How to Safely Handle Blood
Dec. 1, 2016
Today is World AIDS Day. We thought we’d commemorate it by pointing out steps Medical Laboratory Technicians, such as those who receive their training at Concorde’s campus in Memphis, Tenn., take to safely handle blood and avoid contact with the HIV virus that causes AIDS.
We asked Charles King, MLS, Clinical Director of the Medical Laboratory Technicians program at Concorde – Memphis, to detail his basic steps to safely handle blood. What Charles had to say was illuminating and is below.
How Medical Laboratory Technicians safely handle blood
Blood and body fluids and universal precautions have become part of the everyday vocabulary in health care, King said. How body fluids are handled depends on the perception of risk for acquiring an infection from these substances and is not always based on sound knowledge.
According to the concept of “universal precautions,” all human blood and certain human body fluids are treated as if known to be infectious for HIV or other blood-borne pathogens. The following practices can help lab workers put universal precautions into practice.
- Wear a lab coat or gown and gloves when processing human specimens, when handling contaminated articles and during cleaning and decontamination procedures. Change gloves and wash hands when processing is finished.
- Wash hands when procedures are complete, after removing protective clothing, before leaving the lab and whenever there is a tear in a glove.
- Use a mask, safety glasses, goggles, or a face shield to protect eyes, nose and mouth during procedures in which splashing or aerosolization is expected.
- Handle sharp items with safety awareness. Maintain eye contact with the item.
- Use needles only when there is no alternative.
- Do not recap, bend, break or remove needles by hand from disposable syringes.
- Discard sharp objects in puncture-resistant, labeled containers. Place these containers as close as possible to where “sharps” are used.
- Decontaminate lab materials and surfaces after a spill of blood or body fluid, before reprocessing contaminated material in lab tests and when work activities are complete. Disinfect with a one-percent solution of sodium hypochlorite or a 1:100-1:10 dilution of household bleach in water.

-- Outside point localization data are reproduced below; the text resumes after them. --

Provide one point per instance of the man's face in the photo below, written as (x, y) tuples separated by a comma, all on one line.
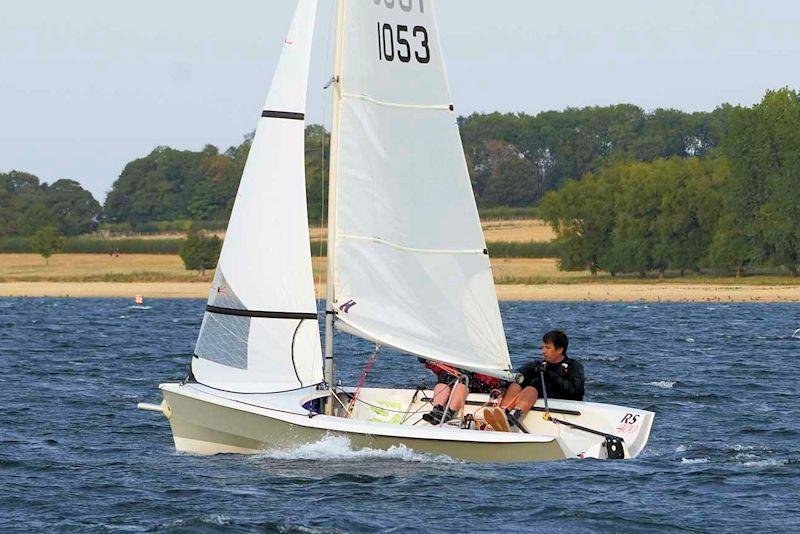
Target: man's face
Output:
[(551, 354)]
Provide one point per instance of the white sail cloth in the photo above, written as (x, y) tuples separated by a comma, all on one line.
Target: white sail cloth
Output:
[(411, 269), (260, 333)]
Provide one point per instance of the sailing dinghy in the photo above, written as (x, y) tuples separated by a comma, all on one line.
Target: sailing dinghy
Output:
[(407, 268)]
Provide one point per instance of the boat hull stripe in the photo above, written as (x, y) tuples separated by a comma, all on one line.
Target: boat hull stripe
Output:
[(283, 115), (264, 314)]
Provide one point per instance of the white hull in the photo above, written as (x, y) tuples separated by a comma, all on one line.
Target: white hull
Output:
[(209, 421)]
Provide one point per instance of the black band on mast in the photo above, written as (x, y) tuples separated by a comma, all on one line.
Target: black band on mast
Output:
[(263, 314), (283, 115)]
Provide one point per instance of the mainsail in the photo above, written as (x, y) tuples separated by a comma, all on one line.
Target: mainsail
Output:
[(410, 268), (260, 331)]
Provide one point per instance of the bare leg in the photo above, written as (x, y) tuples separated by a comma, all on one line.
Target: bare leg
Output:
[(518, 398), (526, 400), (441, 394)]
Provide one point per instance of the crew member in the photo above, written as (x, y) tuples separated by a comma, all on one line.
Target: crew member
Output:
[(563, 379), (450, 381)]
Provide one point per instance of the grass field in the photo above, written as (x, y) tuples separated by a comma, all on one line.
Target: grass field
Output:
[(168, 268), (522, 230)]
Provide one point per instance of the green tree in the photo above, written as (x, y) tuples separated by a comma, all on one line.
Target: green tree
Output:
[(47, 241), (72, 207), (200, 252), (763, 146)]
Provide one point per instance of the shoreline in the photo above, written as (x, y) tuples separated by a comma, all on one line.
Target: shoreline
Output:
[(590, 292)]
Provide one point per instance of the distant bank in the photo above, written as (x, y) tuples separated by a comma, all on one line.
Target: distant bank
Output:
[(164, 276), (627, 292)]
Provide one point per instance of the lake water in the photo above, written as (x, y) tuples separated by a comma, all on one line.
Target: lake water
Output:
[(76, 455)]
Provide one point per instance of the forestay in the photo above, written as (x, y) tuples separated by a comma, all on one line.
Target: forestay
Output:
[(411, 267), (260, 331)]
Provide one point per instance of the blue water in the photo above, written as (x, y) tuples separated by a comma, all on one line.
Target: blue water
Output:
[(75, 454)]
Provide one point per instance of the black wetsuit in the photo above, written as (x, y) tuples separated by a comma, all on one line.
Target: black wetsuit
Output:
[(564, 380)]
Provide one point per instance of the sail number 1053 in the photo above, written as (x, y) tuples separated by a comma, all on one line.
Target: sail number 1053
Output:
[(393, 43)]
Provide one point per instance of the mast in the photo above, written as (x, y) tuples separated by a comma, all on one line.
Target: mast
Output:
[(332, 197)]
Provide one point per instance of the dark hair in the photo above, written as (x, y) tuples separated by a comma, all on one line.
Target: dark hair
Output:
[(558, 339)]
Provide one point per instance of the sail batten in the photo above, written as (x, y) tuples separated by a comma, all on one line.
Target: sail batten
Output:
[(439, 107), (259, 332), (412, 249)]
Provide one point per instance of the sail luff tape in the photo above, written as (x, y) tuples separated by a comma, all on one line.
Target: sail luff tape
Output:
[(260, 314), (413, 249), (443, 107), (268, 113)]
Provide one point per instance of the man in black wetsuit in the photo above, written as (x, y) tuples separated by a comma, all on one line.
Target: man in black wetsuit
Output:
[(563, 379)]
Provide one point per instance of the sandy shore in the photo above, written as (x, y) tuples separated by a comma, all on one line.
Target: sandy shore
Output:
[(667, 292)]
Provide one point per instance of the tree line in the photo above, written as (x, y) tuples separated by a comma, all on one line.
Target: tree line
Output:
[(514, 159), (28, 205), (735, 206)]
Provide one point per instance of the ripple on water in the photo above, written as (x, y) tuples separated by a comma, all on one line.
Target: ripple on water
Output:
[(74, 451)]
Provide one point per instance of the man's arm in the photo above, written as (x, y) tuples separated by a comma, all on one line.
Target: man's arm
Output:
[(572, 382)]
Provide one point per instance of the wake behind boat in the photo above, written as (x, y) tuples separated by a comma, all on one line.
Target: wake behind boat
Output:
[(407, 268)]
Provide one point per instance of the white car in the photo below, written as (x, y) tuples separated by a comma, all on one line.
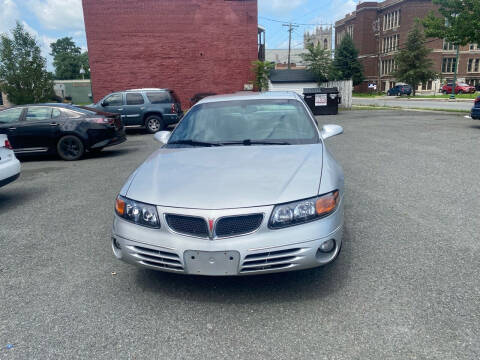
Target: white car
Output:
[(9, 165)]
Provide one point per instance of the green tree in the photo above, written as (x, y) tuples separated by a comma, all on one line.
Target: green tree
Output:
[(345, 65), (413, 63), (66, 59), (458, 23), (261, 70), (318, 61), (23, 74)]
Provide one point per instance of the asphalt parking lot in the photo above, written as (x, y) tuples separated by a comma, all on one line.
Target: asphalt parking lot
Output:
[(405, 286)]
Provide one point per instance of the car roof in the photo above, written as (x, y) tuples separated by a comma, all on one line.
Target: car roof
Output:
[(147, 89), (248, 95)]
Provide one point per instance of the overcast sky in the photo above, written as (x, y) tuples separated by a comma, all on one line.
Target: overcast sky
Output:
[(49, 20)]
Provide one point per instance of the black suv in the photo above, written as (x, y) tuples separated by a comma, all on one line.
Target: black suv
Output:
[(154, 109)]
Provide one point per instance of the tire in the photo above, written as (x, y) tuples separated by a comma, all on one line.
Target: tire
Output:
[(70, 148), (154, 123)]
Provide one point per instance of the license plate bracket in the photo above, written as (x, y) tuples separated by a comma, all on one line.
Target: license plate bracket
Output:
[(214, 263)]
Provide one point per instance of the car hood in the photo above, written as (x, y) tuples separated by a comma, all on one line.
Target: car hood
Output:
[(228, 177)]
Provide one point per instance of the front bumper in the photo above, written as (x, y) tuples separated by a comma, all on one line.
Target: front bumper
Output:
[(10, 171), (264, 251)]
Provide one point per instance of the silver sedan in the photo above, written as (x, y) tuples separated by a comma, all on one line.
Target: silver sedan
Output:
[(243, 185)]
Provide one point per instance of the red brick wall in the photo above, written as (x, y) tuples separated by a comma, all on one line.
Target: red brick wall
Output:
[(189, 46)]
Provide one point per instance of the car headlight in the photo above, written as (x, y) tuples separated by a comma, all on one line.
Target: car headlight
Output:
[(300, 212), (137, 212)]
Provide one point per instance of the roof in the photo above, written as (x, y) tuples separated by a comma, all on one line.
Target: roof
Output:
[(249, 95), (291, 76)]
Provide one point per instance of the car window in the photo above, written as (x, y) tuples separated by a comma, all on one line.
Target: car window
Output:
[(113, 100), (254, 120), (134, 99), (10, 115), (56, 113), (39, 113), (158, 97), (71, 114)]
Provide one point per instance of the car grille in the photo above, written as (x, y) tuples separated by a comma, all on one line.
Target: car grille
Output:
[(271, 260), (156, 258), (238, 225), (188, 225)]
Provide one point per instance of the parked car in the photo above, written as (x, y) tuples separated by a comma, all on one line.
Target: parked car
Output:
[(475, 112), (9, 165), (243, 185), (63, 129), (399, 90), (153, 109), (461, 88)]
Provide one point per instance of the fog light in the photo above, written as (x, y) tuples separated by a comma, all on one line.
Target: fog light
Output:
[(327, 246), (116, 244)]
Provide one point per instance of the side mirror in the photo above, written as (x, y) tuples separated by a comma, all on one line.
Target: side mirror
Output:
[(162, 136), (331, 130)]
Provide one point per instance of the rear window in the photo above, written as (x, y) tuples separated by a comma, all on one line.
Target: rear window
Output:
[(159, 97), (134, 99)]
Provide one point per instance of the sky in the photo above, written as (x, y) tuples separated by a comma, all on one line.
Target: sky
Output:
[(49, 20)]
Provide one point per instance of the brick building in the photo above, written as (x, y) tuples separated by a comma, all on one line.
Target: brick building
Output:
[(380, 29), (189, 46)]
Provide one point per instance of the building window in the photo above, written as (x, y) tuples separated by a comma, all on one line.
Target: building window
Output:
[(391, 20), (448, 65), (388, 66), (448, 46), (473, 65), (428, 85)]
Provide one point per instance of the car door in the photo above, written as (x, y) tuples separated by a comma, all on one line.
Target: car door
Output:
[(113, 103), (10, 120), (37, 130), (133, 108)]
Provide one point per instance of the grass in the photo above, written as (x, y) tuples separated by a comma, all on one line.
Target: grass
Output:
[(373, 107), (441, 96)]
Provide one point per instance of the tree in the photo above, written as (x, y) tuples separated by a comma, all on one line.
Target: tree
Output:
[(459, 22), (413, 63), (345, 65), (318, 61), (23, 74), (66, 59), (261, 70)]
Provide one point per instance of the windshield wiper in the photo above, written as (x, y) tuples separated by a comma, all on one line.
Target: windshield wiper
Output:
[(248, 142), (192, 143)]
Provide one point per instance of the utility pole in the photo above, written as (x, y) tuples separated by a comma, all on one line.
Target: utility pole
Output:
[(290, 30)]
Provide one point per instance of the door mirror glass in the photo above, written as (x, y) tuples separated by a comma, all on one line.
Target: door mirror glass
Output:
[(162, 136), (331, 130)]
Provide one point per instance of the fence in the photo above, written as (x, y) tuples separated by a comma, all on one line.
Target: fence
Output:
[(345, 88)]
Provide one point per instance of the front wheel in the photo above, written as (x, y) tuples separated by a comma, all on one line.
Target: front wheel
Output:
[(154, 124), (70, 148)]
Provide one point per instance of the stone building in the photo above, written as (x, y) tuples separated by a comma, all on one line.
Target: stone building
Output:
[(321, 35), (380, 29), (189, 46)]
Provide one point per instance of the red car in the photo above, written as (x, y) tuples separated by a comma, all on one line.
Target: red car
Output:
[(461, 88)]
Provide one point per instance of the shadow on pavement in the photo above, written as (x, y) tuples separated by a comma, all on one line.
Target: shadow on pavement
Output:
[(278, 288), (14, 199)]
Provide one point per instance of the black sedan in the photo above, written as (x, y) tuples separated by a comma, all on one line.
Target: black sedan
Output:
[(63, 129)]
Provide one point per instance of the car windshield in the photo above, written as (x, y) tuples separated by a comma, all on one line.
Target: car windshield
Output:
[(246, 122)]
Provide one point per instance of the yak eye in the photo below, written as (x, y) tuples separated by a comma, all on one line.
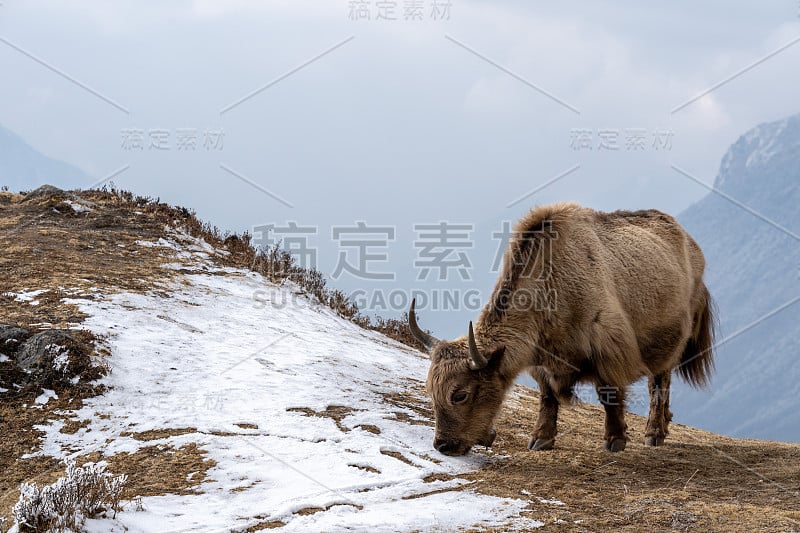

- Choose a suitable specimen container, avoid contaminating the outside of the container or the requisition, and be sure the lid is on tight. Decontaminate the outside of the container before transporting.
- When collecting specimens, do not force liquid into a vacuum tube collector.
- Never pipette by mouth.
- Use biological safety cabinets for procedures that are likely to create aerosols, such as bending.
- Use capped tubes when vortexing or centrifuging specimens.
- Shield machines which splash or splatter.
- Wrap a cotton or gauze pad moistened with disinfectant around rubber stoppers or lyophilized (freeze-dried) containers while opening them.
Anticipation is key for Medical Laboratory Technicians
King said anticipating potential contact with infectious materials in routine and emergency situations is the most important step for Medical Laboratory Technicians in preventing exposure to and transmission of infections. That, along with universal precautions and infection control techniques in all situations that might present themselves is key to preventing the hazard of infection.